Our review of the record indicates that Appellant first raised his claim that his trial counsel was ineffective for failing to request a Kloiber instruction in his second pro se PCRA petition. See Pro Se PCRA Pet., 7/11/22, at 3-6. Appellant did not include this claim in his first PCRA petition, which is the subject of this appeal. See Pro Se PCRA Pet., 6/21/18, at 1-10. Therefore, Appellant's claim, is waived for appeal. See Johnson, 179 A.3d at 1157; Markowitz, 32 A.3d at 713 n.5.
For the reasons stated above, we conclude that the PCRA court did not abuse its discretion in dismissing Appellant's PCRA petition without a hearing.
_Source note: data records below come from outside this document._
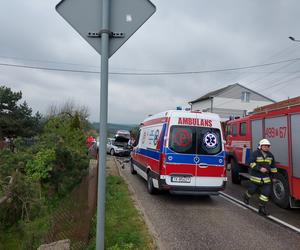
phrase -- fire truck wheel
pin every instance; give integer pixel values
(280, 191)
(235, 170)
(150, 187)
(132, 171)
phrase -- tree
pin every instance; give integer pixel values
(16, 119)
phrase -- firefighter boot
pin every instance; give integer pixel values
(246, 198)
(263, 211)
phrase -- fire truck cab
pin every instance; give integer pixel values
(279, 123)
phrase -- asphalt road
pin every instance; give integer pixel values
(191, 222)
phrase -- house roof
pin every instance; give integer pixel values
(219, 91)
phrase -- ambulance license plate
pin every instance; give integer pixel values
(181, 179)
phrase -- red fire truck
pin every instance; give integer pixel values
(280, 124)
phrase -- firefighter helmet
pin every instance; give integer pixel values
(264, 142)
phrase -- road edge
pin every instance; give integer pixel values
(140, 208)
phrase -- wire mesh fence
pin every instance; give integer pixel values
(72, 220)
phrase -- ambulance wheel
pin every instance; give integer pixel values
(280, 191)
(112, 152)
(132, 171)
(150, 187)
(235, 172)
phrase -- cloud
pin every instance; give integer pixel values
(181, 36)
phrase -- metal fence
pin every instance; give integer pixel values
(73, 219)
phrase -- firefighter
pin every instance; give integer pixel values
(262, 164)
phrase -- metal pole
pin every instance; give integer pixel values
(103, 125)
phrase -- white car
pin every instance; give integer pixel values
(118, 146)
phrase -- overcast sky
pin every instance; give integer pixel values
(182, 36)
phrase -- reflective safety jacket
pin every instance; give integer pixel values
(258, 161)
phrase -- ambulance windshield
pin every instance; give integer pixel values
(195, 140)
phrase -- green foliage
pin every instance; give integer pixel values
(24, 201)
(41, 165)
(124, 228)
(16, 119)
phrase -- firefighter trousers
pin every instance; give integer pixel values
(263, 189)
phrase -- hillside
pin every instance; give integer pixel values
(113, 127)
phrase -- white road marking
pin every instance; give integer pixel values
(244, 206)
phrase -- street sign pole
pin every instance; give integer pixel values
(87, 17)
(104, 33)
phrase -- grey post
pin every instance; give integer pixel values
(103, 125)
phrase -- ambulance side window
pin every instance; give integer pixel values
(243, 128)
(137, 139)
(183, 139)
(209, 141)
(227, 130)
(234, 130)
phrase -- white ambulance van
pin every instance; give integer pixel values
(181, 151)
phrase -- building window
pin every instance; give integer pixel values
(245, 97)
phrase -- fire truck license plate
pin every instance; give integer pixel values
(182, 179)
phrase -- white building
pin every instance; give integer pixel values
(233, 100)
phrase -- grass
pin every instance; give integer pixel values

See Maddrey, 205 A.3d at 327; Sandusky, 203 A.3d at 1043. Accordingly, we affirm the PCRA court's order.
Application for Remand
Lastly, we address Appellant's application for remand in which Appellant asserts that he has "recently discovered evidence that" Detective Suchinsky was the subject of a misconduct hearing in connection with an unrelated case in 2002, which occurred twelve years prior to Appellant's trial. Appl. for Remand, 1/21/24, at 1-2. Appellant claims that he obtained this evidence after the PCRA court dismissed his PCRA petition and he filed the instant appeal but does not specify exactly when he obtained this information. Appellant contends that after the misconduct hearing Detective Suchinsky was found to have made false entries in police reports and records in an unrelated case. Id. at 2. Appellant argues that Detective Suchinsky testified falsely at his trial. Id. at 3. Appellant requests that this Court remand this matter to the PCRA court so Appellant can file a new PCRA petition raising a claim of after-discovered evidence based on Detective Suchinsky's misconduct. Id.
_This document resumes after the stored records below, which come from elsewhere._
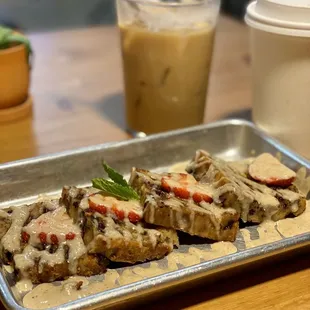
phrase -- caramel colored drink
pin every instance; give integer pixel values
(166, 69)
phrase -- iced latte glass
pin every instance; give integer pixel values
(167, 51)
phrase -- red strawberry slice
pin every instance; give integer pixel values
(70, 236)
(134, 217)
(116, 208)
(268, 170)
(185, 186)
(199, 197)
(25, 237)
(54, 239)
(43, 237)
(120, 214)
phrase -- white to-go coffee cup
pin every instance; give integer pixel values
(280, 53)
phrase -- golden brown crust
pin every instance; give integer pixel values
(200, 224)
(119, 241)
(180, 214)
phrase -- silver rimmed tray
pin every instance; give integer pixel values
(22, 181)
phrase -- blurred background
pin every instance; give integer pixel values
(45, 15)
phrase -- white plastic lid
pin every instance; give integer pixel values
(290, 17)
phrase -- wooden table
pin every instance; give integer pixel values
(77, 91)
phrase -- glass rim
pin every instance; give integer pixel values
(169, 3)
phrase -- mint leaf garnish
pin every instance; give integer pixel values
(114, 175)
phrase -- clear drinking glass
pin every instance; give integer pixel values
(167, 51)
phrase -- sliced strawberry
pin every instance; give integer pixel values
(43, 237)
(70, 236)
(116, 208)
(268, 170)
(133, 217)
(120, 214)
(164, 184)
(184, 186)
(181, 192)
(25, 237)
(100, 208)
(199, 197)
(54, 239)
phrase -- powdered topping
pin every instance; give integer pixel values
(268, 170)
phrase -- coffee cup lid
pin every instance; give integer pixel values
(290, 17)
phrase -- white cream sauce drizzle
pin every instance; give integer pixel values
(11, 240)
(179, 167)
(48, 295)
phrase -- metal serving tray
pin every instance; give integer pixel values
(22, 181)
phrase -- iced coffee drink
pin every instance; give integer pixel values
(166, 54)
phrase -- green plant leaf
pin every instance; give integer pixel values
(114, 175)
(8, 36)
(18, 38)
(116, 190)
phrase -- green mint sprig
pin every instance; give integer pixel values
(118, 187)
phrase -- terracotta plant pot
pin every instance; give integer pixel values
(14, 76)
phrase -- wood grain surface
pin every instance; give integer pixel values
(78, 101)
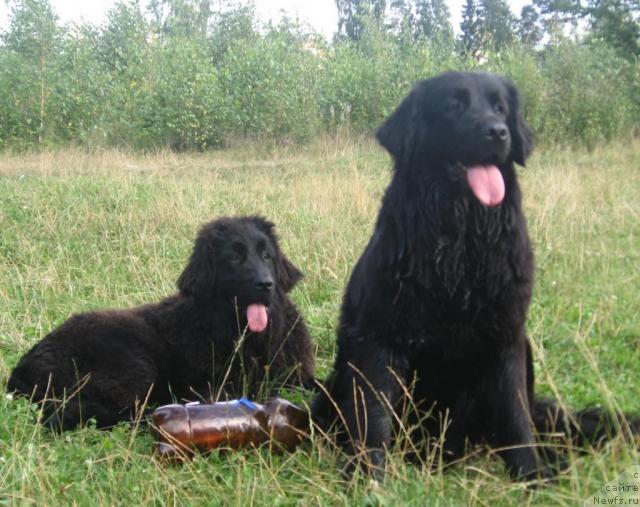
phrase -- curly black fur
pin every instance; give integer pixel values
(439, 298)
(192, 345)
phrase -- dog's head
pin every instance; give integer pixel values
(465, 122)
(238, 259)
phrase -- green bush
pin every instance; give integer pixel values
(269, 86)
(134, 82)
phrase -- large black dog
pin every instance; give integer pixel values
(231, 330)
(439, 298)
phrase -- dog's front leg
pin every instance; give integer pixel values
(509, 417)
(374, 385)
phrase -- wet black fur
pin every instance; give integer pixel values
(439, 297)
(102, 364)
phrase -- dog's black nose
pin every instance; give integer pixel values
(497, 132)
(266, 284)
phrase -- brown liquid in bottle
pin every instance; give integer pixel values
(179, 430)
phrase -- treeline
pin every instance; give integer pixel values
(191, 74)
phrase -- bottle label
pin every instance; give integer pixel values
(247, 403)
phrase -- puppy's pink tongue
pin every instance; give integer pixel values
(257, 317)
(487, 184)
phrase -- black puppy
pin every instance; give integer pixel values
(439, 298)
(231, 330)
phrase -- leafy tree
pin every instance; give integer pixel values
(235, 25)
(187, 18)
(353, 13)
(530, 31)
(34, 35)
(122, 43)
(471, 36)
(433, 22)
(497, 23)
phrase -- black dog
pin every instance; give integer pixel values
(231, 330)
(439, 298)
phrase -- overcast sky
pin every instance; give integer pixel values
(320, 14)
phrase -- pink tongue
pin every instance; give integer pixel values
(257, 317)
(486, 183)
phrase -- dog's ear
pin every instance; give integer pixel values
(199, 277)
(397, 134)
(521, 135)
(287, 275)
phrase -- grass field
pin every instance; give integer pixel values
(83, 231)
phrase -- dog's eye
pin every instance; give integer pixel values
(455, 105)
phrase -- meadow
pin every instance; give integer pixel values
(84, 230)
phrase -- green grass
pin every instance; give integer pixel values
(81, 231)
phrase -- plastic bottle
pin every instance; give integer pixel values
(179, 430)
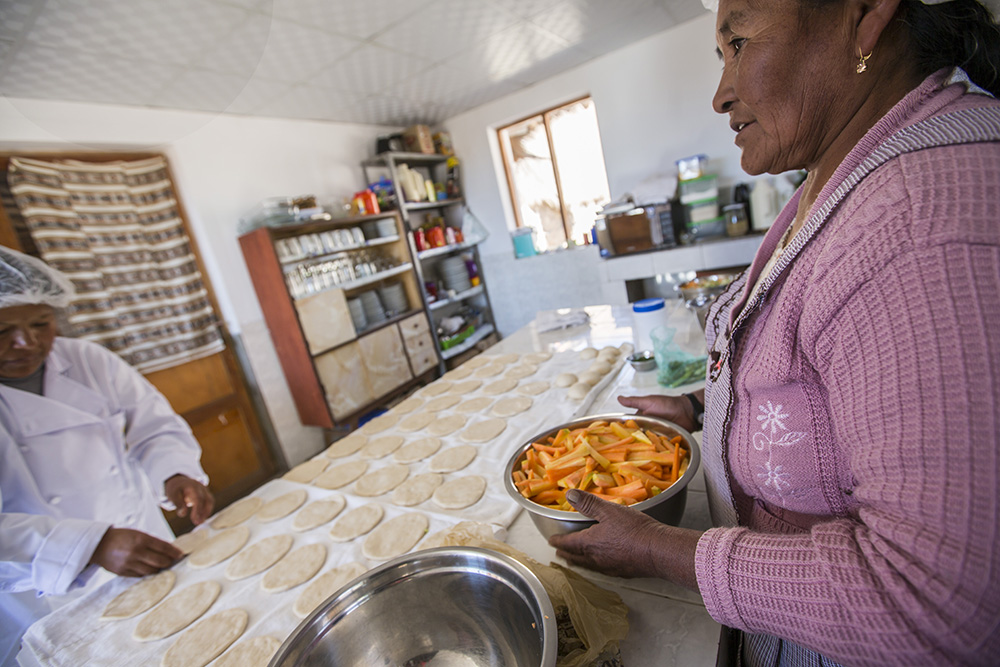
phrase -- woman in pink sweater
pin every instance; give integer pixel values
(852, 406)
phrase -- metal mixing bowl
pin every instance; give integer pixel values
(453, 605)
(666, 507)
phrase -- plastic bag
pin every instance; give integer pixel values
(591, 620)
(675, 367)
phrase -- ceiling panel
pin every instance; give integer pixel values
(391, 62)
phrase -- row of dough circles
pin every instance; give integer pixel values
(224, 555)
(603, 362)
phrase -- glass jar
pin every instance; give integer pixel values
(737, 223)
Our Supreme Court has held that
when [a defendant's] PCRA appeal is pending before a court, a subsequent PCRA petition cannot be filed until the resolution of review of the pending PCRA petition by the highest state court in which review is sought, or upon the expiration of the time for seeking such review. If the subsequent petition is not filed within one year of the date when the judgment became final, then the
petitioner must plead and prove that one of the three exceptions to the time bar under 42 Pa.C.S. § 9545(b)(1) applies.Commonwealth v. Lark, 746 A.2d 585, 588 (Pa. 2000) (footnote omitted), overruled in part by Commonwealth v. Small, 238 A.3d 1267 (Pa. 2020).
This Court has explained:
Where a prior petition is pending on appeal, a subsequent petition must be filed within the time limits set forth in Section 9545(b)(2) as measured from the date of the order that finally resolves the appeal in the prior petition, because that date is the first date the claim could be presented.Commonwealth v. Beatty, 207 A.3d 957, 963 (Pa. Super. 2019) (citations omitted).
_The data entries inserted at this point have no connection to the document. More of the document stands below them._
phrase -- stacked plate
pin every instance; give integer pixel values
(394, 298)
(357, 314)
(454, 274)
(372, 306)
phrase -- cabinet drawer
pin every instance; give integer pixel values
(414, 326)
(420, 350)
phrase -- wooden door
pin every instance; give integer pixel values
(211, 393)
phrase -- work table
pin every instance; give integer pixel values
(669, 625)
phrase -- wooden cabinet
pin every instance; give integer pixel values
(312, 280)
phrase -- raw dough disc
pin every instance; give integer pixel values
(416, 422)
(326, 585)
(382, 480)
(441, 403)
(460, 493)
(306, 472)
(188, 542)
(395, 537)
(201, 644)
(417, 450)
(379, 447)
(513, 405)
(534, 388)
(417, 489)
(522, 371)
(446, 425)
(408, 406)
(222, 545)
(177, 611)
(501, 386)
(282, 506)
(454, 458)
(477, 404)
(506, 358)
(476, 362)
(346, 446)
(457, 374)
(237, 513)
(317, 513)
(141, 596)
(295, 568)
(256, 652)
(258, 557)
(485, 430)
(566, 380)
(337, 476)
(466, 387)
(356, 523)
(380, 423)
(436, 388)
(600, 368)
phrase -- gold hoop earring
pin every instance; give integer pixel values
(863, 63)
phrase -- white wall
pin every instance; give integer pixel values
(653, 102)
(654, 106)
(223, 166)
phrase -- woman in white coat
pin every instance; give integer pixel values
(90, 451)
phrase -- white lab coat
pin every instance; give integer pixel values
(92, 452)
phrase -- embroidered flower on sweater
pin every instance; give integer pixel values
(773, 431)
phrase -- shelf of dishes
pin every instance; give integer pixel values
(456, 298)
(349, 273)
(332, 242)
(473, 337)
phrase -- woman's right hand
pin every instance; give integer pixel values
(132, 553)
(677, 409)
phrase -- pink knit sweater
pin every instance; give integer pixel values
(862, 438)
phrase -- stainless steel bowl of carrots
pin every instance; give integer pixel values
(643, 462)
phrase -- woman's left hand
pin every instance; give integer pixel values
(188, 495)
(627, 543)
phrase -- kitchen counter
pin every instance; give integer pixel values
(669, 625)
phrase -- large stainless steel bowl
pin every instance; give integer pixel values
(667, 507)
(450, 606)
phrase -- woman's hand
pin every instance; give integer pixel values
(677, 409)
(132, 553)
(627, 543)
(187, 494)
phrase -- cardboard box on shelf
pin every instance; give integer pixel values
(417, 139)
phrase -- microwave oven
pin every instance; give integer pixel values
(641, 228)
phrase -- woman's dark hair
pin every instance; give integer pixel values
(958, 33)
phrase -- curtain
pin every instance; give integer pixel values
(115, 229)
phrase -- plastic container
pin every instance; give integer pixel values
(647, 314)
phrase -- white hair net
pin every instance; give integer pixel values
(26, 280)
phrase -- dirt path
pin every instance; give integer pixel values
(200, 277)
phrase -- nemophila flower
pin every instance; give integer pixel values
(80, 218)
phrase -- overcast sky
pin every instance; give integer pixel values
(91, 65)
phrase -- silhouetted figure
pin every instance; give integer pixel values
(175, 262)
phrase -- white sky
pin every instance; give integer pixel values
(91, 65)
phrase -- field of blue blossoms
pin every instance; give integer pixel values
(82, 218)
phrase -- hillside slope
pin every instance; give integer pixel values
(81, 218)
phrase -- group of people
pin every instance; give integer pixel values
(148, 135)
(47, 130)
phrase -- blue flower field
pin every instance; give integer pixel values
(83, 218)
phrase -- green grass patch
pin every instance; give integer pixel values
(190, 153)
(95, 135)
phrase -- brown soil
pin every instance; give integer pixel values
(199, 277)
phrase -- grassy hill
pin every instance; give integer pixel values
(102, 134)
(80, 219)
Therefore, we conclude that remand is not necessary here because Appellant can present his after-discovered evidence claim to the PCRA court in the first instance via a subsequent PCRA petition after the appeal process is complete. See Lark, 746 A.2d at 588; Beatty, 207 A.3d at 963. Therefore, we deny Appellant's application for remand. See Lark, 746 A.2d at 588; Beatty, 207 A.3d at 963.
Order affirmed. Application for remand denied. Jurisdiction relinquished.